I was about six, maybe seven-years-old. I was abnormally quiet, withdrawn, and cried a lot. The feelings inside were unexpressable and likely not understood; how could a mere child experience depression? No I was not poor, surrounded by domestic violence, neglected, or a victim of community violence. Nor were my parents divorced, I hadn't experienced grief, and I had nothing else observable to the naked eye that could possibly explain why I was depressed. A matter of fact, I had the "ideal" life according to the naked eye. I grew up in a two-parent, Christian, middle class household. I had a great relationship with my older brother with the only "negative characteristic" being the typical sibling rivalry (i.e. me stealing his candy, reading his books in his room, and playing with his toys before he returned from school). Yes, I was the youngest and gladly the source of our sibling love! I of course received my fair share of spankings but nothing that resulted in broken bones, bruised lips, or a black eye. My father worked by day; mom by night. We had two cars, a beautiful home in a suburban neighborhood, and my parents could actually decide if they wanted to send us to public school, private school, home school, or boarding school (note: I did all four). Now I'm not saying that we were rich (although I felt like we were back then), I am just saying that I personally did not have many of the risk factors that we automatically think of when it comes to a child, or anyone, being depressed.

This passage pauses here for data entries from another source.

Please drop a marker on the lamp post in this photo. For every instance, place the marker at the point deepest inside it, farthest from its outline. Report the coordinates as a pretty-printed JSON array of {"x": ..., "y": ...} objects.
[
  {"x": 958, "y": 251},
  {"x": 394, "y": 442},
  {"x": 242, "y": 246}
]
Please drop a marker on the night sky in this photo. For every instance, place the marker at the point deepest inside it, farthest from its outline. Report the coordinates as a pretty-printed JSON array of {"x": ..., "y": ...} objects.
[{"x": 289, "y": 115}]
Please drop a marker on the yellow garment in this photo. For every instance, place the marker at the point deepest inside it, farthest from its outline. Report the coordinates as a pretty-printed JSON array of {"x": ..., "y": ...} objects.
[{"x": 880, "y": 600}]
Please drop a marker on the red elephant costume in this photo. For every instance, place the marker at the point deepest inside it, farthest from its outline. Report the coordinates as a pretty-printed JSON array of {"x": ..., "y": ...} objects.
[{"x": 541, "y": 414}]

But I did have a secret...and that secret may be the one thing that has catapulted me to the success I have today. Many of us become stuck in overcoming tragedy. My tragedy may have been the best thing that could happen because it pushed me to work harder and I believe it changed my life for the better.
Let us talk about childhood depression and my experience with it.
So that we are all on the same page, when I say childhood depression, I am referring to children under the age of 12. In psychology, we tend to say school aged children and make it specific to ages 6-12 years of age.
Depression comes as a result of many factors in life. Chemical imbalances, trauma, genetics, environmental factors, etc. It is rare you can pinpoint a singular cause of depression. Regardless of the reason(s), depression can be difficult to live with. And struggling with it at an early age can often set a foundation for continued struggles lifelong. But depression can be overcome.
If you have a child experiencing depression, I would encourage you to do the following things:
1. Support and encourage him/her; depression is not a weakness. It is a response to something that many of us do not have control over.
2. Talk to your child. If you can relate to your child, share your experience with it. Let them express their thoughts and feelings and do not tell them how they should or should not feel.
3. Engage in therapy. Allow your child to have an individual therapist (whom you are comfortable with) and also engage in family sessions. While a child needs their space to express themselves, the family system will be the most important in assisting a child with depression.
4. Make sure you as the caregiver has support. In my work, I have talked with countless numbers of caregivers who blame themselves for their child's struggle. Remember that depression can be overcome. Make sure you are addressing your own mental health needs and connect with support groups, friends, and family who can also support you as you create a healthier environment and lifestyle for your self and your child.